Sempre foi assim. Peter achava que, se as pessoas passassem menos tempo juntas
e a convencerem as outras a juntarem-se-lhes, se se isolassem por uns instantes
todos os dias a pensarem sobre quem eram ou poderiam ser, haveria mais
felicidade no mundo e até talvez as guerras acabassem.
Na escola, Peter deixava muitas vezes o corpo sentado na carteira
enquanto o espírito partia em viagem; e, em casa, o facto de sonhar acordado
causava-lhe frequentemente problemas. Certo dia, na altura do Natal, o pai de
Peter, Thomas Fortune, estava a enfeitar a sala. Detestava fazê-lo e, por isso,
ficava sempre de mau humor nessas alturas. Estava a tentar colar umas fitas num
canto onde havia um cadeirão.

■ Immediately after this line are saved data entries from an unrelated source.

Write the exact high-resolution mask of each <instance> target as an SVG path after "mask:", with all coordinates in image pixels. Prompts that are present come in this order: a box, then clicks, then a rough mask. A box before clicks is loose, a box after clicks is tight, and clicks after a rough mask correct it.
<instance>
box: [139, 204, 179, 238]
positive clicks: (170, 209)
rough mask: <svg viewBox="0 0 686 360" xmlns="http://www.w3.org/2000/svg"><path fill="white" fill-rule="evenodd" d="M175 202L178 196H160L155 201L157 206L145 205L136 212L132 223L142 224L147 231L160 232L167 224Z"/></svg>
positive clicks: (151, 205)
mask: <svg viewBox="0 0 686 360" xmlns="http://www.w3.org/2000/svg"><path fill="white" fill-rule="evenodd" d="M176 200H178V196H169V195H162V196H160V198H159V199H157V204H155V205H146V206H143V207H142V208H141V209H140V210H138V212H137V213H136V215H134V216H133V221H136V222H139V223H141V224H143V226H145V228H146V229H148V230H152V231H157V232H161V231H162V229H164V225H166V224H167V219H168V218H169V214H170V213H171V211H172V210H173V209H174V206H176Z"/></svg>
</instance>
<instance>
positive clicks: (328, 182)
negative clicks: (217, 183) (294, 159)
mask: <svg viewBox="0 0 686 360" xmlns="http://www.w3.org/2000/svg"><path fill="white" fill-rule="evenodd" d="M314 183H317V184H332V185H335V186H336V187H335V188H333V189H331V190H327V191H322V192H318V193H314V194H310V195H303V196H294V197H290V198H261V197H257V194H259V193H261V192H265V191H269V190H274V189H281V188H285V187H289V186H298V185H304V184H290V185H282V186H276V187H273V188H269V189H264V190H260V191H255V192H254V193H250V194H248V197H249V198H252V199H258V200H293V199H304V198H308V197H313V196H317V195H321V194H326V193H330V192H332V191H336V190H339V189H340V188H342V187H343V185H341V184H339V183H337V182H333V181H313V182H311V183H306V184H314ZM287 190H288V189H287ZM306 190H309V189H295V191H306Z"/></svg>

Sentado no cadeirão, sem fazer nada de especial,
encontrava-se Peter. - Não te mexas, Peter - pediu o pai. - Vou pôr-me de pé
nas costas da cadeira para ver se consigo chegar lá acima. - Está bem -
respondeu Peter. - A vontade.
O pai subiu para a cadeira e Peter voltou a perder-se nos pensamentos.
Parecia que não estava a fazer nada, mas, na realidade, estava muito ocupado.

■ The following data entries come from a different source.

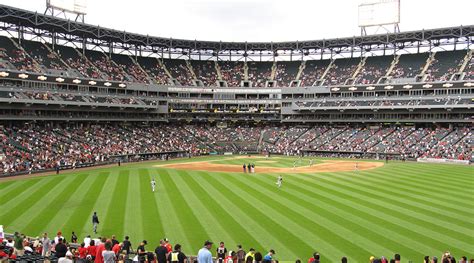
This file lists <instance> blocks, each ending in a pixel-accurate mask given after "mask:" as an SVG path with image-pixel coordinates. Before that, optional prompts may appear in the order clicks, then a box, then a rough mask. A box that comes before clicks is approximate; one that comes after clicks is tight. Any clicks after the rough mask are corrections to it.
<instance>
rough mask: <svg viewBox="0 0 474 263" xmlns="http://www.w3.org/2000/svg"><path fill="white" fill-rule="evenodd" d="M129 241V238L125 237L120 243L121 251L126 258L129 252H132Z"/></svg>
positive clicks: (129, 240) (131, 247) (131, 246)
mask: <svg viewBox="0 0 474 263" xmlns="http://www.w3.org/2000/svg"><path fill="white" fill-rule="evenodd" d="M129 239H130V237H129V236H125V240H124V241H123V242H122V251H123V252H124V253H125V254H126V255H127V257H128V255H129V254H130V250H132V243H131V242H130V240H129Z"/></svg>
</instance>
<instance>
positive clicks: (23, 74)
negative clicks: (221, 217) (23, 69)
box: [18, 73, 28, 79]
mask: <svg viewBox="0 0 474 263" xmlns="http://www.w3.org/2000/svg"><path fill="white" fill-rule="evenodd" d="M18 77H19V78H20V79H26V78H28V75H27V74H25V73H20V74H18Z"/></svg>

Inventava uma maneira formidável de descer uma montanha muito depressa com um
cabide enfiado num arame esticado entre os pinheiros. Ia pensando neste problema
enquanto o pai continuava de pé nas costas da cadeira, a esticar-se para ver se
chegava ao tecto. Peter debatia-se com a questão de saber como seria possível
continuar a descer sem bater nas árvores a que o arame estava preso. Talvez fosse
o ar da montanha que fez Peter lembrar-se de que estava com fome. Na cozinha
havia um pacote de bolachas de chocolate ainda por abrir. Era uma pena
continuar a ignorá-lo. Mal se levantou, ouviu um estrondo terrível por detrás
dele. Voltou-se no preciso instante em que o pai ia a cair de cabeça para baixo
no buraco entre a cadeira e a parede. O pai reapareceu, já de cabeça para cima,
capaz de cortar Peter aos bocadinhos. No outro lado da sala estava a mãe de
Peter, tapando a boca com a mão para esconder o riso. - Desculpe, pai – disse Peter.
– Esqueci-me de que estava aí». In Ian McEwan, The Daydreamer, 1994, O Sonhador,
Gradiva, Lisboa, 1999, ISBN 972-662-408-8.